Putting Video Online Has Numerous Costs, NBC Universal Says
Putting video online has numerous costs for old and new companies alike, NBC Universal told the FCC in response to the agency’s wide-ranging discovery request for information on the company’s deal with Comcast. NBC Universal, which Comcast plans to buy control of, discussed some of its strategy to gradually put its cable programming online and discussed some of the events leading up to the start of the Hulu site for its broadcast network and others to put shows on the Web.
Large parts of the public version of the response, posted Tuesday in docket 10-56, were blacked out because the company considers them confidential. A Comcast spokeswoman didn’t reply to a message asking when her company’s response, due Friday like NBC Universal’s, will be publicly available.
Being able to distribute high-quality content on the Web “is increasing given advancements in technology that allow more rapid and seamless downloading and streaming of video,” NBC Universal said. New entrants can start websites with little money, and they can become popular and be widely used, it noted. “However, the on-line distributor would face not insubstantial costs to obtain legally or produce professional-grade content as well as to develop the capabilities to host and stream that content to customers.”

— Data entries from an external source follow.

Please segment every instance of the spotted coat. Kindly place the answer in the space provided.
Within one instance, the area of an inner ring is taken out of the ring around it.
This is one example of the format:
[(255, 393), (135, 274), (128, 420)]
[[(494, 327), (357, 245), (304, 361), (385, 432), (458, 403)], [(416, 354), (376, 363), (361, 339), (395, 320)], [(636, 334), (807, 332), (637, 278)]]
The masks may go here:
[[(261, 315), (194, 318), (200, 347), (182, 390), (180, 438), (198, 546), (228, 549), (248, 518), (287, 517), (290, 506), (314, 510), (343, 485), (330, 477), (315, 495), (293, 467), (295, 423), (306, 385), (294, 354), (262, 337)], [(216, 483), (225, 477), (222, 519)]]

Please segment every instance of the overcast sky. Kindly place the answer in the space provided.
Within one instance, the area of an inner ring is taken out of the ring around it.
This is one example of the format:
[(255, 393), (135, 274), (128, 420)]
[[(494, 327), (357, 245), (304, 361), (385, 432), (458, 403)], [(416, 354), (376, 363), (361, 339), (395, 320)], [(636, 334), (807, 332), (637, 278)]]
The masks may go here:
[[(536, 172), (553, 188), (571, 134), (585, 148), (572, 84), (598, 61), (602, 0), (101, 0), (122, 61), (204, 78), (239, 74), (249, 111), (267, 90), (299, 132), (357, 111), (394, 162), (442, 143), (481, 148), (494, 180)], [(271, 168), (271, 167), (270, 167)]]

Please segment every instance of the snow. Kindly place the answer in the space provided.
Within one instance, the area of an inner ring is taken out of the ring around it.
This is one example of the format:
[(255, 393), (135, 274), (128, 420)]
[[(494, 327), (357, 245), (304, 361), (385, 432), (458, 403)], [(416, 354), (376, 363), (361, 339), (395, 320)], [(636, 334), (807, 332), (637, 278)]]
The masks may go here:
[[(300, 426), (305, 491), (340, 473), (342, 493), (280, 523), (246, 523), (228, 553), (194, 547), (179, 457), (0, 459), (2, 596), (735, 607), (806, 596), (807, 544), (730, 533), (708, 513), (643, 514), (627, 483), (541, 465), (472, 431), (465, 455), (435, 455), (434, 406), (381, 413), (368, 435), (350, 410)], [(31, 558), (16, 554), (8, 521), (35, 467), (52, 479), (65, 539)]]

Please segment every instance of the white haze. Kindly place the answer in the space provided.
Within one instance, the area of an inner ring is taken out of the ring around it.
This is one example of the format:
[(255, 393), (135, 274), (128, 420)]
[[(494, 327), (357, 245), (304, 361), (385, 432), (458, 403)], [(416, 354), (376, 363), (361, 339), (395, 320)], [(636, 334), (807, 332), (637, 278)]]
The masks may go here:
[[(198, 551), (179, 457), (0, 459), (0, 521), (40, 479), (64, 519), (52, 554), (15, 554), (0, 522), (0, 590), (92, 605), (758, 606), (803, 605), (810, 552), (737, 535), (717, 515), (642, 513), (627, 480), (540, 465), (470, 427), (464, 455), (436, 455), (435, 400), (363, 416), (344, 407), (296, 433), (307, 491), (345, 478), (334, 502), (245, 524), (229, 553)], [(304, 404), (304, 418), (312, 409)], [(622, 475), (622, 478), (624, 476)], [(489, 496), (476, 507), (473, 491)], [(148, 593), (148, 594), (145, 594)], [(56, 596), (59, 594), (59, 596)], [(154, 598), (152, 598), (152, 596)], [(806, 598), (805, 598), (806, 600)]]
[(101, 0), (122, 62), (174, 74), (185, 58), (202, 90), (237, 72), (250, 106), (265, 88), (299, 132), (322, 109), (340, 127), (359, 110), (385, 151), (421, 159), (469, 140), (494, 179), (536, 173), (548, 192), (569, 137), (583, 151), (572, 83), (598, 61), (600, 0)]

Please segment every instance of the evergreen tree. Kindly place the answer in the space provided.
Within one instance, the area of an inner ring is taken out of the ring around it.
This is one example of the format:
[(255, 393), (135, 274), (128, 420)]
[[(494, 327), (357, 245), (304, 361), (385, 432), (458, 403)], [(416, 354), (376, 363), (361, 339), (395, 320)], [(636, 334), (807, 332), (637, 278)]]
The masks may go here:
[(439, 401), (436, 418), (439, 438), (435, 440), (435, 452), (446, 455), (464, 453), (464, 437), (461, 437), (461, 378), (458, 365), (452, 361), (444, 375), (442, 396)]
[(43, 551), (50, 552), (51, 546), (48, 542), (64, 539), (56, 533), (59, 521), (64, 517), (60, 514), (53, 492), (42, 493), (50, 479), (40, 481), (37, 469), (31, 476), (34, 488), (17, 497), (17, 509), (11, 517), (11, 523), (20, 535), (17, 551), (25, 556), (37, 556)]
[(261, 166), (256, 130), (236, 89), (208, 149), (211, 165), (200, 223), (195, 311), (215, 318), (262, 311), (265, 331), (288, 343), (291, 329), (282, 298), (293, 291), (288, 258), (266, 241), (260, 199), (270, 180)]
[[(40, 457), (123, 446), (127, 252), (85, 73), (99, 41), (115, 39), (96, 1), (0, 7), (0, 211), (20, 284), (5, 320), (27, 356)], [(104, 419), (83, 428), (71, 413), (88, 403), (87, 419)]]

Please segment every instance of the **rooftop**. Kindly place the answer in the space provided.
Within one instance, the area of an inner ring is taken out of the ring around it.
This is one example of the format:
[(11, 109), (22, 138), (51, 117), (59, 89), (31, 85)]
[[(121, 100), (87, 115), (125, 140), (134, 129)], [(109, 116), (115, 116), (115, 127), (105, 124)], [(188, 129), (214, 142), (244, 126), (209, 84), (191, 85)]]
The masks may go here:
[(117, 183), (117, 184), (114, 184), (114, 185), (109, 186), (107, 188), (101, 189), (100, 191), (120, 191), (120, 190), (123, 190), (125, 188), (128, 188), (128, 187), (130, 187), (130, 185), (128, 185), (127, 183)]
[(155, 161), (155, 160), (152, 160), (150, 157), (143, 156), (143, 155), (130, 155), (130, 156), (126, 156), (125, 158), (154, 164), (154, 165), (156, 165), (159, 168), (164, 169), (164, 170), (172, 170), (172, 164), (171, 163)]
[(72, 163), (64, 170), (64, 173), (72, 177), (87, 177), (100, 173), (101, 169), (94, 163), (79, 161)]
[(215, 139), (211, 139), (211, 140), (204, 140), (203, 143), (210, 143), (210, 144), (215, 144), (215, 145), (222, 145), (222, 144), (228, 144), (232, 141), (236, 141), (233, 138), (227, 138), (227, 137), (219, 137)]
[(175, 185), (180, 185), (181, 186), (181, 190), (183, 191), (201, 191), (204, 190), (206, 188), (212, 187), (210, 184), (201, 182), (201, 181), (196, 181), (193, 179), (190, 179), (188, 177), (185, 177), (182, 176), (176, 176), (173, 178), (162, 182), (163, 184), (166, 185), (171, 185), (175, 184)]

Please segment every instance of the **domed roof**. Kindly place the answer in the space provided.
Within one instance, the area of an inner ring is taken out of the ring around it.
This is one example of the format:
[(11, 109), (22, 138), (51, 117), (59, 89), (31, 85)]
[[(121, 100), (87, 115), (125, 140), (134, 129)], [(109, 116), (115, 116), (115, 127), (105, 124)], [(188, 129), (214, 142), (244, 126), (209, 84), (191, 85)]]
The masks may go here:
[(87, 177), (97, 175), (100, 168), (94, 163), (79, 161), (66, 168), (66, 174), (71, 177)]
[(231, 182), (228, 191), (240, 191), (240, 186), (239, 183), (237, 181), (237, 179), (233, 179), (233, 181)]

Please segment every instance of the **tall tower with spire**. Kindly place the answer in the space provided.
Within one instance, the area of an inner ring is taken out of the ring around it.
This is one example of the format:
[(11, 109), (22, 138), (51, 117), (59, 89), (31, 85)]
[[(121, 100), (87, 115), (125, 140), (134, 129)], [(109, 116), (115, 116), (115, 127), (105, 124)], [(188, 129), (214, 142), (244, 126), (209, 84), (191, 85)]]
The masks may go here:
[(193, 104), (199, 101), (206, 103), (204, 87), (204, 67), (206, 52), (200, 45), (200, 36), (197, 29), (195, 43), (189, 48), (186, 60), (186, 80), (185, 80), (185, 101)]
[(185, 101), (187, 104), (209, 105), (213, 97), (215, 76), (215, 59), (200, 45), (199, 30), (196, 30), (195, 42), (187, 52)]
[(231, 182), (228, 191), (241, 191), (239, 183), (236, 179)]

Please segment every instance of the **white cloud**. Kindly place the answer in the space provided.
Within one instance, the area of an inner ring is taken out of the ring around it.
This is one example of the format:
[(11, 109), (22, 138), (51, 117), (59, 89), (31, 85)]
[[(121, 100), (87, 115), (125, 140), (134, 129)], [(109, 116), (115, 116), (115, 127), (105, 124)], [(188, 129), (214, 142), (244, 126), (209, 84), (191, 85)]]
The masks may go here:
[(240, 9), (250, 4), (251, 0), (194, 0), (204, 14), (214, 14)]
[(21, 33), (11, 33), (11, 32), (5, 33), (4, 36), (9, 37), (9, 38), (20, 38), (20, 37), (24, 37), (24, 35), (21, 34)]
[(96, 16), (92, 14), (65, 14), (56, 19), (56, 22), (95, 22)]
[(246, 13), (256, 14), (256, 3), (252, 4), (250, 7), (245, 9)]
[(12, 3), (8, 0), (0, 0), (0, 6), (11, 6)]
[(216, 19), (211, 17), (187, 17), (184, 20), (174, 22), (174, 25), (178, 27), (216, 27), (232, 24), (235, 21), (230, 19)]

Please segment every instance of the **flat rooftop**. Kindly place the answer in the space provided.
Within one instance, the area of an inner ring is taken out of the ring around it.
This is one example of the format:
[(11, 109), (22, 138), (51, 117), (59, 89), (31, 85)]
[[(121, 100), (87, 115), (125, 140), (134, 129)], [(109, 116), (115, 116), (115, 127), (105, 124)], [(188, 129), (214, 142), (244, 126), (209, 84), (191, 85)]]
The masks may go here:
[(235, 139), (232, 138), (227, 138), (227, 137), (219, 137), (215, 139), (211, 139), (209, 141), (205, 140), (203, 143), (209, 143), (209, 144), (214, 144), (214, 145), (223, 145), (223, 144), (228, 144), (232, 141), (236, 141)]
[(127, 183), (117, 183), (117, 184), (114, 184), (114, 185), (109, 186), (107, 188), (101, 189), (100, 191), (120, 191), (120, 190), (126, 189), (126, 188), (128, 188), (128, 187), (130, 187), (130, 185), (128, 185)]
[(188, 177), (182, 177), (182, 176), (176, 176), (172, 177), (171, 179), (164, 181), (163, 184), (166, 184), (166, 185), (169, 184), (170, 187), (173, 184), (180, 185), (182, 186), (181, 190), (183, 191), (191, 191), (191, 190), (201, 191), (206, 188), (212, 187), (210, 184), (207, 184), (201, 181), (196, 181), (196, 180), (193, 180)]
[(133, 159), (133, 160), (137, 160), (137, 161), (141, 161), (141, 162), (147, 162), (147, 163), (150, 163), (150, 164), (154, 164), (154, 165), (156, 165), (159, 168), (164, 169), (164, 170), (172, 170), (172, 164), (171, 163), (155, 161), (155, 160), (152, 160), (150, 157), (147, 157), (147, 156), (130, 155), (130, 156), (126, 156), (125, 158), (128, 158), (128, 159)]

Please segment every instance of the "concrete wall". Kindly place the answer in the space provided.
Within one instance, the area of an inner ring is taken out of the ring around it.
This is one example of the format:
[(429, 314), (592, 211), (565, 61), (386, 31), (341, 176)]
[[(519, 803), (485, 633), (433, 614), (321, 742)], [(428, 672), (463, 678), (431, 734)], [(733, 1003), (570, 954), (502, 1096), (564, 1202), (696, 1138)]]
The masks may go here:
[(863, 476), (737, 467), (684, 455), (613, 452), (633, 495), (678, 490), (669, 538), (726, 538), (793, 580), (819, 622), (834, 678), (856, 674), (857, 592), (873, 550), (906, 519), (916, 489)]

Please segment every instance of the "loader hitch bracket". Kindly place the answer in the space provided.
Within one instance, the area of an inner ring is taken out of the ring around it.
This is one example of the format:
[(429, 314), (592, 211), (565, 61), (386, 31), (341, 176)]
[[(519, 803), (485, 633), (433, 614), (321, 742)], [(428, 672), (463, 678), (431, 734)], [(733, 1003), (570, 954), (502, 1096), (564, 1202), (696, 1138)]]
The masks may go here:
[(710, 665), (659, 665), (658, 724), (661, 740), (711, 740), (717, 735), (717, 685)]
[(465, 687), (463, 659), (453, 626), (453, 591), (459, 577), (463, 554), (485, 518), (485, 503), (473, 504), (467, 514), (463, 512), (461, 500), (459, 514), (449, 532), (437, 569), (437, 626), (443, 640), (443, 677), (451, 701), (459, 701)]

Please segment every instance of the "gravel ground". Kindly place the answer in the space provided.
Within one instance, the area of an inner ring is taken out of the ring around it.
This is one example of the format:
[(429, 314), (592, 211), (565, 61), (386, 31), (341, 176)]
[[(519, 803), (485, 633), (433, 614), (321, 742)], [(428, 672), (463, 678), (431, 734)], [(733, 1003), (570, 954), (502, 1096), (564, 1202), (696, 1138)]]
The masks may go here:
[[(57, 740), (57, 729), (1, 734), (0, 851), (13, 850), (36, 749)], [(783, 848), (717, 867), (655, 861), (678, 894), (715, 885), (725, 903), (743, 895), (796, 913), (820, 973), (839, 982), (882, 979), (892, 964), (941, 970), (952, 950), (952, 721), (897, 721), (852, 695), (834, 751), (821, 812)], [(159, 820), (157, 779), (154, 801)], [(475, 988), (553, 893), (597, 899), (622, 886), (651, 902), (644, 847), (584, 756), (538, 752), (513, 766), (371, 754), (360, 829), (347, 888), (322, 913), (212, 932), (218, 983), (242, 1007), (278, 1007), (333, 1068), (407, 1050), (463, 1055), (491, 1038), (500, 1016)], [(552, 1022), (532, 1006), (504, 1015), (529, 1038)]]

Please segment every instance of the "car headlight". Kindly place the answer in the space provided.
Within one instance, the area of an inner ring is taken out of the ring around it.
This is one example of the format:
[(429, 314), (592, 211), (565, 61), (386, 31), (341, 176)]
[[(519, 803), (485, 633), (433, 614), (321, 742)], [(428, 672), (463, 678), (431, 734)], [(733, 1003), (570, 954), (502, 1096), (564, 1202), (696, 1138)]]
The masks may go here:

The minimum scale needed to start a Web video distributor varies but “generally requires a critical mass of both content and brand awareness,” said the filing, at http://xrl.us/bhowy2. When ABC, NBC and other broadcast networks began making their shows available online about five years ago, the economics of doing so “were not clear,” NBC Universal said. “After the networks’ own vertical websites began making video available, attention eventually turned to unaffiliated video providers.” A related filing, at http://xrl.us/bhowy2, discussed what it called Boxee’s attempts to circumvent Hulu’s terms of use restrictions and a product from another company that loads the Hulu player on a TV set. That product, Kylo, has “attempted to circumvent these restrictions,” NBC Universal said.
Networks that begin online distribution via their own vertical websites “face incremental costs just as any new entrant would, though there are significant efficiencies from” already owning content and having developed “brand awareness,” the company said. “While the network entrant would typically license the content for television distribution, there would typically be incremental costs associated with the content for on-line as well as incremental fees for music rights, and unions, guilds and producers. A network entering into on-line distribution also would have operational costs for streaming and hosting content.”